We have a long way to go, of course, before the libraries in our schools and colleges are as good as we should like them to be. It is true that some authorities are more generous than others and, furthermore, that some are wiser than others in deploying their spending. But, for the most part it is encouraging to see the number of children who are really learning to use a library and who get a great deal out of their library periods. There is very much less today of the spirit that if one wants to cut down on something, books are very good things to cut down on, because there are few votes in books. It is a good thing to see in schools expensive books of high value on the arts, and modern textbooks which do a good job in training children in ordinary school work.
I should like to end by emphasising textbooks once again, because if we really want to see improvements in our secondary modern schools it is enormously important to provide first-class textbooks for the children in those schools who, even if they cannot do the whole of the traditional academic curriculum, can at any rate do quite good work in a part of it. I am thinking particularly of textbooks for such subjects as history and geography and perhaps English literature.

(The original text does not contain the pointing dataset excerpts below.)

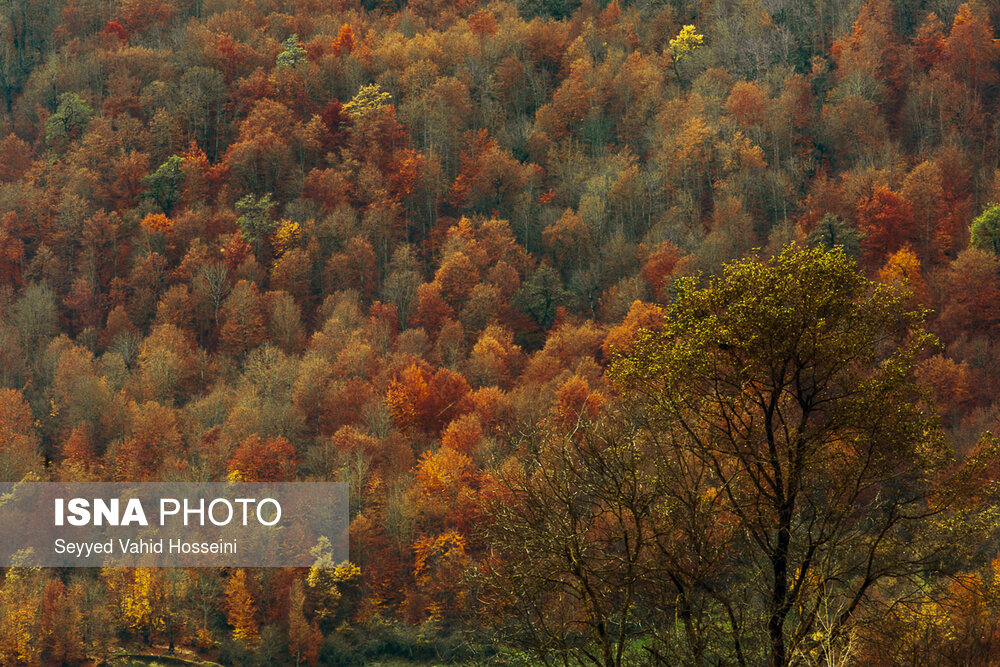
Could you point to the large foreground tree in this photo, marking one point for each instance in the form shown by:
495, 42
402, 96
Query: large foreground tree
771, 475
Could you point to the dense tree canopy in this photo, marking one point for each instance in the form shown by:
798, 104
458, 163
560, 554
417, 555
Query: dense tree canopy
558, 274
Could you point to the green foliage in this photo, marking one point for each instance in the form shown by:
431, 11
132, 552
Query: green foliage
256, 222
542, 293
788, 384
368, 98
69, 120
984, 233
832, 232
292, 53
163, 185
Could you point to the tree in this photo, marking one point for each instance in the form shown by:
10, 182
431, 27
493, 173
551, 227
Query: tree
788, 386
164, 184
292, 53
19, 443
984, 233
369, 98
255, 221
833, 231
69, 120
683, 45
241, 610
886, 220
304, 638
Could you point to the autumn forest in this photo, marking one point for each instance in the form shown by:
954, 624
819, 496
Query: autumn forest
644, 332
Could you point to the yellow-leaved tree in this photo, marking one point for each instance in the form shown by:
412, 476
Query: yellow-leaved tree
683, 45
241, 612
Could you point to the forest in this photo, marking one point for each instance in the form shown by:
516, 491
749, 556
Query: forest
644, 332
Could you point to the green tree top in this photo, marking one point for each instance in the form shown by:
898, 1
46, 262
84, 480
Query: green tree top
984, 233
369, 98
292, 53
70, 118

We in the Ministry will always welcome close association and discussion with the book trade on all these matters. In general, I would have said that the achievement of Britain in the writing and producing of first-class textbooks since the war has been an impressive one. Although textbooks do not always achieve very general acclaim, I would say that the achievement of any writer in producing a first-class textbook for the schools is an achievement which no one should be so foolish as to underrate.